El 21 de noviembre de 2006, dejó de existir
el periodista y locutor José Antonio Fernández, tras una lucha sin tregua por
sobrevivir a los golpes y acechanzas del tiempo. Desde Macapo donde nació hasta Ciudad Bolívar
donde murió transcurrieron 79 años, tiempo durante el cual estudio, se formó y
ejerció como locutor de Ondas Porteñas y director de Radio Bolívar, como
periodista y director del diario El Bolivarense, corresponsal de El Nacional,
Secretario General de la AVP y directivo del Colegio
de Periodistas y de la
Asociación de Escritores, fundador de la Asociación de
Coleos. La Manga de Coleo de Soledad
lleva su nombre.
Escribió
varios libros: Cacho en Manga, Hombre Vernáculo, Nicolás Felizzola Tigre de Matas
Altas, La Década
Sombría y “De Cojedes
a Guayana”, más voluminoso –355 páginas- que los anteriores, y tenía que ser porque abarca cinco etapas de su vida
o una vida de siete decenios, desde que nace
y ya adulto sale de Macapo, tierra feraz de la geografía cojedeña, hasta quedar
definitivamente trasplantado en la
parte pedregosa y más angosta del
Orinoco.
El
ingeniero Ennio Rodríguez, soledadense radicado en Margarita, recoge en la
portada los elementos más relevantes de los
extremos geográficos de quien emergió a
la vida entre caballos y reses y queda
atrapado por la magia de un paisaje físico flotando en la naturaleza fluvial y selvática más antigua
de América.
En
esta obra, José Antonio Fernández
mantiene, sin rubor, su vocación biográficamente existencial, convencido de que
cada ser como protagonista o testigo, tiene
una historia real o ilusa que
contar.

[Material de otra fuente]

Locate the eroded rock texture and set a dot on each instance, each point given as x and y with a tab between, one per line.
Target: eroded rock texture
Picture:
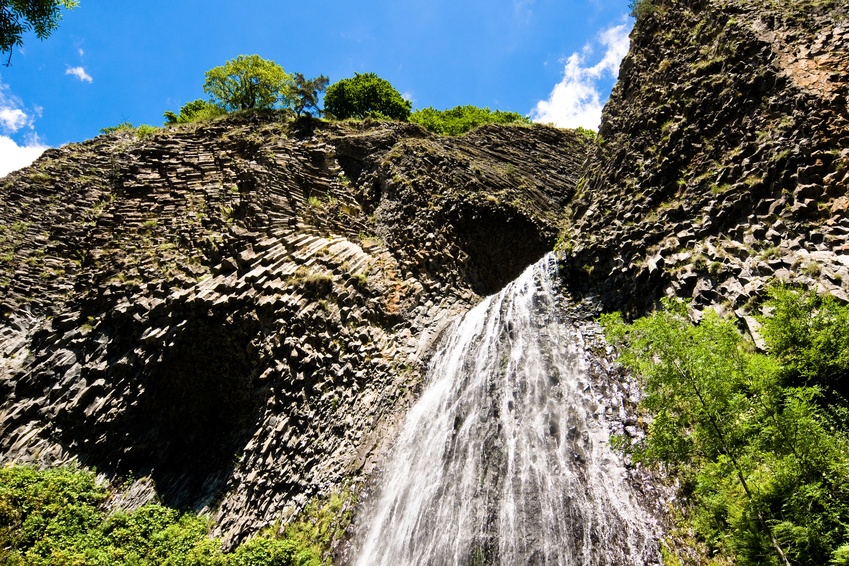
725	157
240	309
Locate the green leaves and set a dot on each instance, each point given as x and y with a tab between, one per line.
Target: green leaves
462	119
363	96
305	93
247	82
55	517
194	111
761	452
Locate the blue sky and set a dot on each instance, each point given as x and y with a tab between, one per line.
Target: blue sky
113	61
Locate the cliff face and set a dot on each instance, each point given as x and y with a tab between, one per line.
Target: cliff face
240	309
725	157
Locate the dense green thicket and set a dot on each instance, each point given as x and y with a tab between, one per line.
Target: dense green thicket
462	119
194	111
365	95
758	441
54	517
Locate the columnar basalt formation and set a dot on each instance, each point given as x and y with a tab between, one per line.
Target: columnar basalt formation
724	158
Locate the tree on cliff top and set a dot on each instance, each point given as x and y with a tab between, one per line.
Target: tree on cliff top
20	16
305	93
366	95
247	82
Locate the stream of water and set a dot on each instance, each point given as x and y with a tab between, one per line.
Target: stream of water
505	458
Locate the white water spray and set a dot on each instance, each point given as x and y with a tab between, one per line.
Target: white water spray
505	457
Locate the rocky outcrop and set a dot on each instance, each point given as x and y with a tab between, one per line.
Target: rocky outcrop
239	310
724	158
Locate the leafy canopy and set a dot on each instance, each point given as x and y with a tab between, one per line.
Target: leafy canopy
462	119
20	16
305	93
249	82
363	96
761	454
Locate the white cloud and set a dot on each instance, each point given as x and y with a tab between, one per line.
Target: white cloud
80	73
14	156
12	115
576	101
13	118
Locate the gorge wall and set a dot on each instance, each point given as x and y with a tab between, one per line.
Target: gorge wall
724	160
240	310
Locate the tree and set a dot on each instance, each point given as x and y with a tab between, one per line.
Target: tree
20	16
365	95
194	111
249	81
305	92
763	461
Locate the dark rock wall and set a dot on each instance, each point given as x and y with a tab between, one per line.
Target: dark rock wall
240	310
725	157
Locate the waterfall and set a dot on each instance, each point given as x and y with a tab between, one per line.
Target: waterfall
505	458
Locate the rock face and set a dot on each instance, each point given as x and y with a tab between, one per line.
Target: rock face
725	157
239	310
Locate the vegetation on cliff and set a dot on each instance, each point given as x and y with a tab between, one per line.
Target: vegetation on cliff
757	441
56	517
462	119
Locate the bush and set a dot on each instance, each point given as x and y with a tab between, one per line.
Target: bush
195	111
763	460
122	127
640	9
53	517
462	119
365	96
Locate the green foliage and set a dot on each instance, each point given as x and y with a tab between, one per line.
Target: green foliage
194	111
363	96
54	517
587	134
247	82
462	119
146	130
305	93
809	335
640	9
20	16
763	461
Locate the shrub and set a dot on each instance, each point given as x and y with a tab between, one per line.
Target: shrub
194	111
55	517
122	127
763	460
462	119
363	96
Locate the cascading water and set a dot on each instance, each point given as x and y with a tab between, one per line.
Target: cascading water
505	458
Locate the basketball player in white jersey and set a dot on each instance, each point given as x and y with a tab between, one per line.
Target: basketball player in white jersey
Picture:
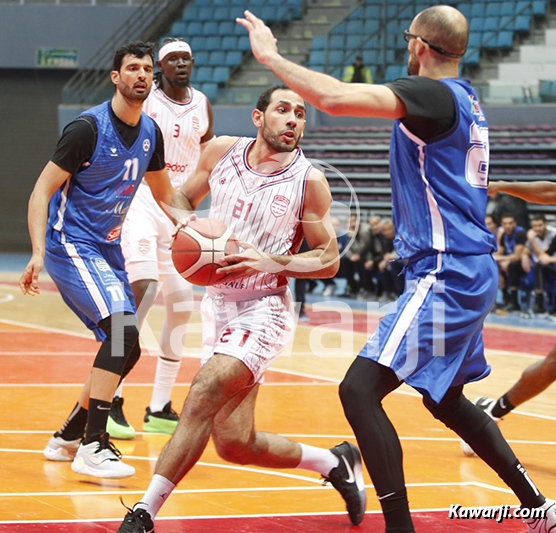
184	116
267	192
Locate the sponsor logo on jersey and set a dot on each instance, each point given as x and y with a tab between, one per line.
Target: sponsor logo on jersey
144	246
123	189
176	167
475	107
112	236
279	206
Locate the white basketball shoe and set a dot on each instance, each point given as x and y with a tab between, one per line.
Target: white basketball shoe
101	458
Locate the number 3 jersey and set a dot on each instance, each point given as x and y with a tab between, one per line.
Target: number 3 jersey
439	190
262	209
92	204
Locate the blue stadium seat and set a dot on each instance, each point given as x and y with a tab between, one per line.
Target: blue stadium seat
221	13
201	58
221	75
494	9
336	42
178	28
205	13
217	58
508	8
210	28
213	42
210	90
198	43
317	57
233	58
226	28
204	74
505	40
319	42
229	42
355	26
194	28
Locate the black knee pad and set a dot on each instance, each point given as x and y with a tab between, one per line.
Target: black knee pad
122	334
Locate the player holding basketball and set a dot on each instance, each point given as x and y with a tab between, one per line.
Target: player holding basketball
268	194
439	171
540	375
184	116
76	212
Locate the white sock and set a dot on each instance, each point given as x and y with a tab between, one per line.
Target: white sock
166	373
317	459
157	493
119	390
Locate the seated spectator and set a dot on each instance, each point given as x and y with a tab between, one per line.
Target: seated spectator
539	238
330	286
357	72
391	281
511	247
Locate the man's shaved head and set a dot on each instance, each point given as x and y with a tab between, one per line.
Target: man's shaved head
443	26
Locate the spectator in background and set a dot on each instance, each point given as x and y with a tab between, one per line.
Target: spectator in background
357	72
539	239
390	266
330	286
499	204
511	246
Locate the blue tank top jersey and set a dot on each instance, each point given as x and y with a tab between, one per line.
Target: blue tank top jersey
92	204
439	190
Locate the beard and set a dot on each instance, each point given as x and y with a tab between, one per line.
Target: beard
412	65
275	143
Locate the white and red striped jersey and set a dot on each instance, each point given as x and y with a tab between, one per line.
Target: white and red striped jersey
182	124
262	209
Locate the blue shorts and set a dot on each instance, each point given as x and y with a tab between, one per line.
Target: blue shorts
90	277
432	338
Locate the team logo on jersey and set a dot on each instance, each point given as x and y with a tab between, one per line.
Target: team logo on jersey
475	107
144	246
113	235
279	206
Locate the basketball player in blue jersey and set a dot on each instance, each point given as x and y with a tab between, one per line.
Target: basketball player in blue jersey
439	160
76	212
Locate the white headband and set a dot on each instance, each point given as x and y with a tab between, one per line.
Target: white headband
174	46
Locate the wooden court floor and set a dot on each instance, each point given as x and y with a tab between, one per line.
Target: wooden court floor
46	354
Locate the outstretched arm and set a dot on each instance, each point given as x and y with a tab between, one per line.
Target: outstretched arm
322	91
539	192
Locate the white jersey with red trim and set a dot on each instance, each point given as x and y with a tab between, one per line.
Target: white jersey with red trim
182	124
262	209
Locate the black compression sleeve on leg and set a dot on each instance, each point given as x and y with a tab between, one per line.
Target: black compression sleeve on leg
121	336
476	428
362	390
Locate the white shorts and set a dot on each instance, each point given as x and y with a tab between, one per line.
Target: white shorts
146	239
253	331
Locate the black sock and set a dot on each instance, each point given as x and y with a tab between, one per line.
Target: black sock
98	418
502	407
74	426
395	508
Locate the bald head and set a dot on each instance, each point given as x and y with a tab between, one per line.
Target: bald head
444	26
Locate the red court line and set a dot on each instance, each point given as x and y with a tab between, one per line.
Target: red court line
425	522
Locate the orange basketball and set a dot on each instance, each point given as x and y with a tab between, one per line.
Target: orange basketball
199	247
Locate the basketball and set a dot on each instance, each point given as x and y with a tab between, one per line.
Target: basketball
198	248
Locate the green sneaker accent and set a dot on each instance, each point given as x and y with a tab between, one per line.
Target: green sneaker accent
118	426
165	421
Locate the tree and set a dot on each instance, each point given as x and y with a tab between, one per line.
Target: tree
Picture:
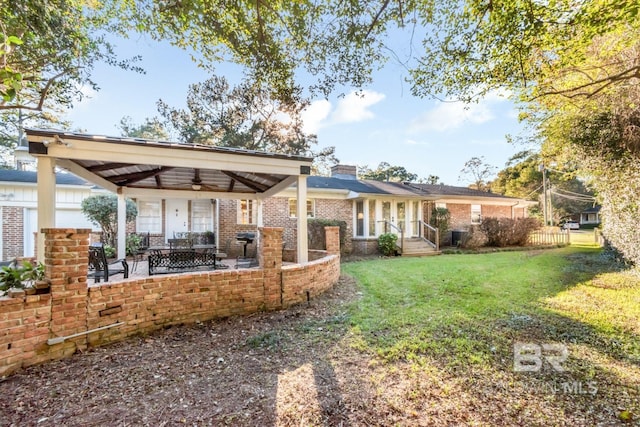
48	49
522	178
244	116
102	210
478	171
152	128
386	172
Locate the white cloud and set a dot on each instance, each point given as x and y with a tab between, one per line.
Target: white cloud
450	115
315	114
354	107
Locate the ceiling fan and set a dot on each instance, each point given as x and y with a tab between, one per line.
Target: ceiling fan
197	185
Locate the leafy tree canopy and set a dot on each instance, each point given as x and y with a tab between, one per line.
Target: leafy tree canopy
478	171
386	172
48	49
244	116
152	128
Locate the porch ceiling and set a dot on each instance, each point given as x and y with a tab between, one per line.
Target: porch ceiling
139	167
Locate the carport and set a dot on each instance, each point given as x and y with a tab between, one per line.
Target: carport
134	167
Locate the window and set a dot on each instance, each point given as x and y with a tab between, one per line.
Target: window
247	212
293	208
372	217
201	215
360	218
149	216
476	214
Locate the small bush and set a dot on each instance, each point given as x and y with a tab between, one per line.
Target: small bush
387	244
502	232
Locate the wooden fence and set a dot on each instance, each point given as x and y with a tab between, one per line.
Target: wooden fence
549	237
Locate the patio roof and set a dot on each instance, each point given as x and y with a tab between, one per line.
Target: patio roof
134	167
137	166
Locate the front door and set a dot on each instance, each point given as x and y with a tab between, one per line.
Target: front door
177	217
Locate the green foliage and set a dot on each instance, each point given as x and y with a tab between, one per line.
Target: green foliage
102	210
150	129
502	232
316	233
20	276
48	49
478	171
133	244
387	244
441	219
386	172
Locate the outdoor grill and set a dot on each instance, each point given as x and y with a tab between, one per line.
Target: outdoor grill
245	238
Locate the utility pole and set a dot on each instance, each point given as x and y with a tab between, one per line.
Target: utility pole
544	193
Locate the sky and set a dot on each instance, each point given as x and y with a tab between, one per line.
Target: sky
383	124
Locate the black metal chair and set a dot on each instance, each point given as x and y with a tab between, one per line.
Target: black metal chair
100	269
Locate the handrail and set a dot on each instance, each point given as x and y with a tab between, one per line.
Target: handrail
430	229
388	225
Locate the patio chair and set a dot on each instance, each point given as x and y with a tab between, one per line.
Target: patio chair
249	260
99	268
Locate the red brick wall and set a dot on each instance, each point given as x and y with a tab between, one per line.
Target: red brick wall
145	304
276	214
493	211
12	232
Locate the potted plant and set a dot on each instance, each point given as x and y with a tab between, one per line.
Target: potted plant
209	237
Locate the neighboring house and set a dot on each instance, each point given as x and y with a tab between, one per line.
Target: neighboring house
19	206
590	216
369	208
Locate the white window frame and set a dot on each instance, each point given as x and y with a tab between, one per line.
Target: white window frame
248	215
152	223
476	214
293	207
208	219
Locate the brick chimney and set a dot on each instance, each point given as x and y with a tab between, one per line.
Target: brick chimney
344	172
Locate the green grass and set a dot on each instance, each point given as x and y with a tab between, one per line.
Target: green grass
468	308
454	319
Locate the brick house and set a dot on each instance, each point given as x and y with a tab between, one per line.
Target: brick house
369	208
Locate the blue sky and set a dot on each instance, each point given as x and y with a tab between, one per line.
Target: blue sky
385	124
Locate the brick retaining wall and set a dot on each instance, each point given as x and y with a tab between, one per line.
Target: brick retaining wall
143	305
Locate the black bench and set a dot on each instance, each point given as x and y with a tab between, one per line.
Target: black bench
183	260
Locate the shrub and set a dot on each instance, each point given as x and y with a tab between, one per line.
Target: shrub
387	244
502	232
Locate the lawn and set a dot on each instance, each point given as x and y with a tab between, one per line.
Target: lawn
524	338
449	325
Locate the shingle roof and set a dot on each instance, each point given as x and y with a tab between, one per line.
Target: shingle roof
30	177
450	190
361	186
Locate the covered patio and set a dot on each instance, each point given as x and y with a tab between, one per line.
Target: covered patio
133	168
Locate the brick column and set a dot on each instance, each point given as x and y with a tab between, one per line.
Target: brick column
270	258
66	259
332	239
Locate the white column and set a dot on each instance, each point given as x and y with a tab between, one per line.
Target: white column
303	245
260	217
122	225
46	177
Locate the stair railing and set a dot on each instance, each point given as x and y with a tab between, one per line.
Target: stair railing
389	228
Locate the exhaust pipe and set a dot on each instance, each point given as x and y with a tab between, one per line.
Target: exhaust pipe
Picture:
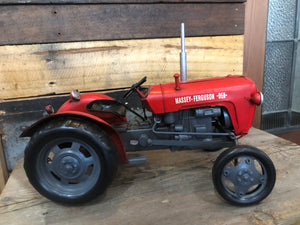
183	66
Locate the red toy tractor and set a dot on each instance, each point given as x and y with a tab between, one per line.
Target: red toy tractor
74	153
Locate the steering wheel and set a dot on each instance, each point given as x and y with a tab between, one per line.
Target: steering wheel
134	87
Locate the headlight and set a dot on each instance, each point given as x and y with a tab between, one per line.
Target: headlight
257	98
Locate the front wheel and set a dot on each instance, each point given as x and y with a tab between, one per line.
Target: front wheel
70	161
243	175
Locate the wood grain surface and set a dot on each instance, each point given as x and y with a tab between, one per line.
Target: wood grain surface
171	188
28	2
33	24
34	70
3	168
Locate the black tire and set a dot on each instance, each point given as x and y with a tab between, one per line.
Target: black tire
243	175
70	161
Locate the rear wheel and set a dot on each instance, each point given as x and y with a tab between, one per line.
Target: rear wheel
70	161
244	175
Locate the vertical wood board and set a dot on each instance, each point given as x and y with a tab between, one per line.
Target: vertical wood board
3	168
34	70
254	48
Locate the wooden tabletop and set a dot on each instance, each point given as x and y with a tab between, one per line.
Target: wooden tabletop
170	188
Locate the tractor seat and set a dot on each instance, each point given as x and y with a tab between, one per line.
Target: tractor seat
107	106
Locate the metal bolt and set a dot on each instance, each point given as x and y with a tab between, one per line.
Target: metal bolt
226	173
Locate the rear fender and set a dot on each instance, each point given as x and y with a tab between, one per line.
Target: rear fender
113	134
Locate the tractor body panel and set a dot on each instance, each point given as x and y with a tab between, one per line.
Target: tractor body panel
232	92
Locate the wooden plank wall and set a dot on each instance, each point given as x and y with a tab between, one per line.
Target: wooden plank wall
3	167
51	47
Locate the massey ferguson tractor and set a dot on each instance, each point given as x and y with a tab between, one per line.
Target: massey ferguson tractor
74	153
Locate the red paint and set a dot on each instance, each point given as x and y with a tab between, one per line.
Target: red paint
232	92
113	134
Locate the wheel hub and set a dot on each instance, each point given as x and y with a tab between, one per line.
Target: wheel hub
245	177
68	165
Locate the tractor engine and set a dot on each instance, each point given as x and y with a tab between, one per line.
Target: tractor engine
190	123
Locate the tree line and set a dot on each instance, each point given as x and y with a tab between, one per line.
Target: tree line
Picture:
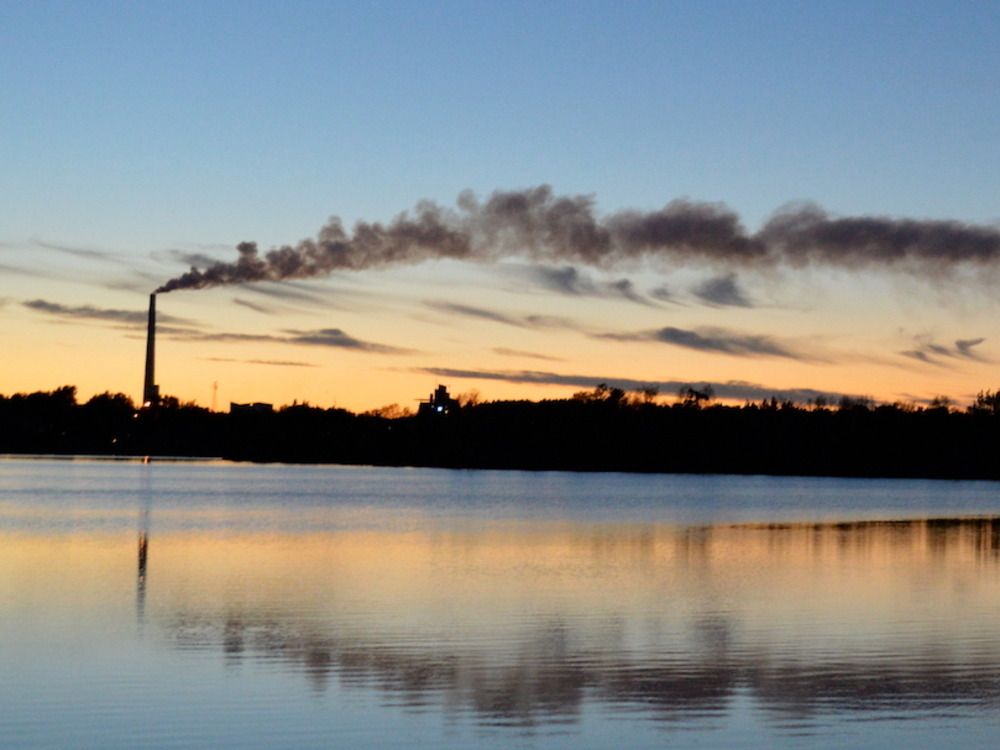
603	429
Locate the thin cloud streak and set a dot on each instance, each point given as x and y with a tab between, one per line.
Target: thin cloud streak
716	340
469	311
89	312
272	362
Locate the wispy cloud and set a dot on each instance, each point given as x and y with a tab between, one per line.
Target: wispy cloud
722	291
89	312
730	389
717	340
931	353
90	253
512	319
521	354
337	338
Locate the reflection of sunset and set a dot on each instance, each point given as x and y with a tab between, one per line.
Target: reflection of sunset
853	582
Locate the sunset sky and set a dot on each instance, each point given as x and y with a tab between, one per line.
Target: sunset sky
139	139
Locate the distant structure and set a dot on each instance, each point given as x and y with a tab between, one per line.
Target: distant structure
439	403
151	391
257	407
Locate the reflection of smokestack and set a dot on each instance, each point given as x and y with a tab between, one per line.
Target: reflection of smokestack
151	391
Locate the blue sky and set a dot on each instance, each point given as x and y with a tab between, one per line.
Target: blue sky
140	127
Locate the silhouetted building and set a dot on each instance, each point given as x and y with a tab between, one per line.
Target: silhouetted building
439	403
257	407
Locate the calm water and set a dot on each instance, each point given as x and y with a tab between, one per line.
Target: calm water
216	605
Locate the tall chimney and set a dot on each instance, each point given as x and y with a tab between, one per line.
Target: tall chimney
151	391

Él, como actor principal y
observador que invoca la imposible ubicuidad, cuenta su propia historia y de
paso la de los pueblos y los hombres que
lo vieron pasar o sintieron de alguna manera sus pasos de transeúnte
afanoso que buscaba afianzarse en
algún lugar, si no propiamente en el de
la promisión bíblica, al menos, en aquel
donde el calor humano no se mendiga sino que se conquista con el candor
y la calidad de la actuación.
Porque,
como lo observó Calderón de la Barca, “la vida es un teatro” donde cada quien
desempeña, a gusto o disgusto, un papel
que bien o mal han de calificar o juzgar los demás.
El
rol de Fernández fue el de locutor y periodista, circunstancialmente retraído en otras actividades como la
del quehacer llanero tan lleno de reminiscencias paternas, tratando de hacerlo
lo mejor posible toda vez que en ello iba implicado también el provecho de
subsistencia y prevención muy legítimos, tanto
para sí como para una familia que fue creciendo en la medida del amor y
del natural anhelo de perpetuación.
No
le fue fácil desempeñar este rol. Como
no lo es para un ser también viviente como el Orinoco, recoger las aguas de
Venezuela desde la Parima
y llevarlas hasta el mar. En el trayecto
del río, escasamente eludibles son las piedras.
A veces las aguas tienen que transformarse en raudales enfurecidos para poder franquear las barreras, y así como hay piedras que decrecen de tanto rodar
y rodar, hay otras que se aglomeran
y crecen por acumulación o telurismo orogénico hasta llegar a ser
inexorables y si Fernández, en su caso particular, se encontró con alguna
inconmensurable, es obvio, por lo visto, que jamás se amilanó sino que sostuvo
con valor su lucha, aunque a veces haya tenido que retroceder para tomar
aliento o reclamar solidaridad.
JAF
jamás aflojó, ni siquiera cuando la muerte decidió descargarle con rabia su
guadaña. Y es que mientras el músculo
del cerebro permanece activo siempre habrá una brecha por donde escapar y
tratar de sobrevivir, auque sea, fuera
de la cubierta de la piel, en las hojas impresas de un libro.